Proprio il ministro delle Comunicazioni, Paolo Gentiloni, ha voluto dare il nuovo timing della riforma che indubbiamente punta a un’approvazione definitiva già per i primi di febbraio. All’uscita da Palazzo Chigi il ministro ha precisato gli obiettivi del Governo: “Il governo intende accelerare su ambedue i disegni di legge che ha presentato in Parlamento, sia quello di riforma della Rai sia quello che vuole dare maggiore pluralismo al sistema televisivo italiano”. Tradotto in date significa che “dopo la Finanziaria, feste di Natale e la pausa di Capodanno, alla ripresa sarà affrontato alla Camera il disegno di legge di riforma sulla tv nel passaggio al digitale terrestre”.
Chiaramente un programma di massima perché come fa notare lo stesso Gentiloni: “I tempi sono quelli del Parlamento verso il quale il governo ha il massimo rispetto, così come ha il massimo rispetto per le esigenze del Paese, che chiede di fare in fretta per l’approvazione di queste riforme”. Un discorso che già preannuncia la volontà di indicare “come priorità”, “dopo l’approvazione della legge Finanziaria, alla ripresa dei lavori, la riforma del sistema televisivo”. Non siamo alla decretazione d’urgenza ma poco ci manca sentendo anche le parole del leader del Pdci Oliviero Diliberto che con tono drammatico dice che “il ddl Gentiloni è acqua fresca rispetto a quanto sarebbe necessario al sistema dell’informazione di questo Paese”. Al di fuori dei desiderata del centrosinistra la questione non è poi così semplice. Come si sa per il ddl Gentiloni di riforma della governance Rai la situazione è ancora ferma in Commissione al Senato. Qui sono stati presentati oltre duemila emendamenti di cui più della metà solo da Forza Italia. E’ evidente che le ultime polemiche nel centrodestra e la fine della Casa delle Libertà potrà agevolare la maggioranza riducendo di fatto il peso dell’ostruzionismo.

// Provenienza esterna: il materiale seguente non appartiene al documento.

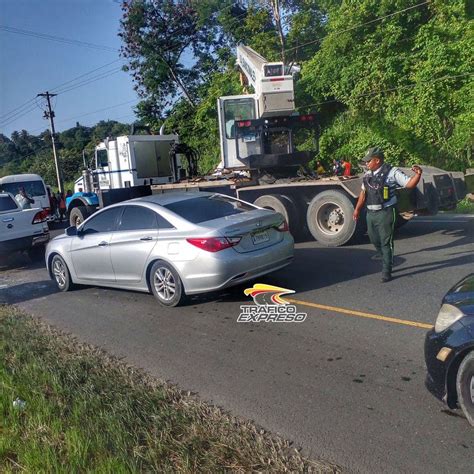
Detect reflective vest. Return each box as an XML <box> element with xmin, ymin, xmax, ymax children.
<box><xmin>363</xmin><ymin>163</ymin><xmax>396</xmax><ymax>209</ymax></box>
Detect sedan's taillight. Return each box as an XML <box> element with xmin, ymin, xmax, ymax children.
<box><xmin>31</xmin><ymin>211</ymin><xmax>48</xmax><ymax>224</ymax></box>
<box><xmin>276</xmin><ymin>221</ymin><xmax>290</xmax><ymax>232</ymax></box>
<box><xmin>186</xmin><ymin>237</ymin><xmax>241</xmax><ymax>252</ymax></box>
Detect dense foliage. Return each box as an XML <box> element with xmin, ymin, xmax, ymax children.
<box><xmin>118</xmin><ymin>0</ymin><xmax>474</xmax><ymax>170</ymax></box>
<box><xmin>0</xmin><ymin>0</ymin><xmax>474</xmax><ymax>182</ymax></box>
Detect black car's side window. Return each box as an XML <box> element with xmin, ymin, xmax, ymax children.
<box><xmin>118</xmin><ymin>206</ymin><xmax>158</xmax><ymax>231</ymax></box>
<box><xmin>82</xmin><ymin>207</ymin><xmax>122</xmax><ymax>234</ymax></box>
<box><xmin>156</xmin><ymin>214</ymin><xmax>175</xmax><ymax>229</ymax></box>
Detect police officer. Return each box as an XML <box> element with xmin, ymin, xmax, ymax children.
<box><xmin>353</xmin><ymin>147</ymin><xmax>423</xmax><ymax>283</ymax></box>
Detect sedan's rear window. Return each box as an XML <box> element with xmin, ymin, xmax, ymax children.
<box><xmin>165</xmin><ymin>195</ymin><xmax>255</xmax><ymax>224</ymax></box>
<box><xmin>0</xmin><ymin>195</ymin><xmax>18</xmax><ymax>212</ymax></box>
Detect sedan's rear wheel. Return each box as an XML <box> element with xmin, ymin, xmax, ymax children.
<box><xmin>150</xmin><ymin>261</ymin><xmax>185</xmax><ymax>306</ymax></box>
<box><xmin>456</xmin><ymin>351</ymin><xmax>474</xmax><ymax>426</ymax></box>
<box><xmin>51</xmin><ymin>255</ymin><xmax>73</xmax><ymax>291</ymax></box>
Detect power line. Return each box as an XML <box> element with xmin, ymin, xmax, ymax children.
<box><xmin>0</xmin><ymin>97</ymin><xmax>36</xmax><ymax>121</ymax></box>
<box><xmin>0</xmin><ymin>25</ymin><xmax>119</xmax><ymax>53</ymax></box>
<box><xmin>50</xmin><ymin>58</ymin><xmax>123</xmax><ymax>91</ymax></box>
<box><xmin>58</xmin><ymin>99</ymin><xmax>136</xmax><ymax>123</ymax></box>
<box><xmin>1</xmin><ymin>104</ymin><xmax>36</xmax><ymax>127</ymax></box>
<box><xmin>53</xmin><ymin>67</ymin><xmax>122</xmax><ymax>94</ymax></box>
<box><xmin>31</xmin><ymin>99</ymin><xmax>136</xmax><ymax>133</ymax></box>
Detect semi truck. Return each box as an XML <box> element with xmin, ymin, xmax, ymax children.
<box><xmin>67</xmin><ymin>45</ymin><xmax>467</xmax><ymax>247</ymax></box>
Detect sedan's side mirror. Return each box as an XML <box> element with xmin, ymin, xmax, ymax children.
<box><xmin>66</xmin><ymin>226</ymin><xmax>79</xmax><ymax>237</ymax></box>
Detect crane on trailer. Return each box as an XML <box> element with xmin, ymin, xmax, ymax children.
<box><xmin>68</xmin><ymin>45</ymin><xmax>466</xmax><ymax>247</ymax></box>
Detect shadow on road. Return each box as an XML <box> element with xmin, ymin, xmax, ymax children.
<box><xmin>0</xmin><ymin>280</ymin><xmax>58</xmax><ymax>304</ymax></box>
<box><xmin>0</xmin><ymin>252</ymin><xmax>45</xmax><ymax>272</ymax></box>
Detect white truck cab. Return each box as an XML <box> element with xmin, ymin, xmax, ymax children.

Ma si sa, a Palazzo Madama anche muovere soltanto una poltrona è un compito arduo. Figurarsi se si tratta di riformare l’Azienda di viale Mazzini. Discorso diverso per il ddl Gentiloni che riforma il settore radiotelevisivo e che dalla prossima seduta utile sarà discusso in Aula. Infatti lo scorso 15 novembre le Commissioni Cultura e Trasporti hanno dato via libera al testo per la discussione nell’emiciclo di Montecitorio. Se ne riparlerà, come ha spiegato lo stesso ministro Gentiloni, nel 2008. Ma anche in questo caso le incognite sono diverse. In primo luogo il destino stesso del governo. Welfare e Finanziaria sono due scogli non facili per la maggioranza indipendentemente dalla crisi del centrodestra. Poi c’è da considerare la possibile decisione di approntare un restyling alla compagine governativa, che potrebbe innescare nuove polemiche di certo non benefiche per una maggioranza così risicata. Ed infine si devono considerare le posizioni dei singoli partiti. Diliberto già parla di voler approntare modifiche mentre l’Udeur da tempo ha espresso molte riserve sul provvedimento annunciando anche la sua astensione. Quindi per ora l’ipotesi di una rapida approvazione rimane una speranza del governo.
Sempre che poi non intervengano altre pubblicazioni di intercettazioni o presunti scoop, perché ormai a dettare i tempi della politica sono gli interessi dei grandi gruppi editoriali.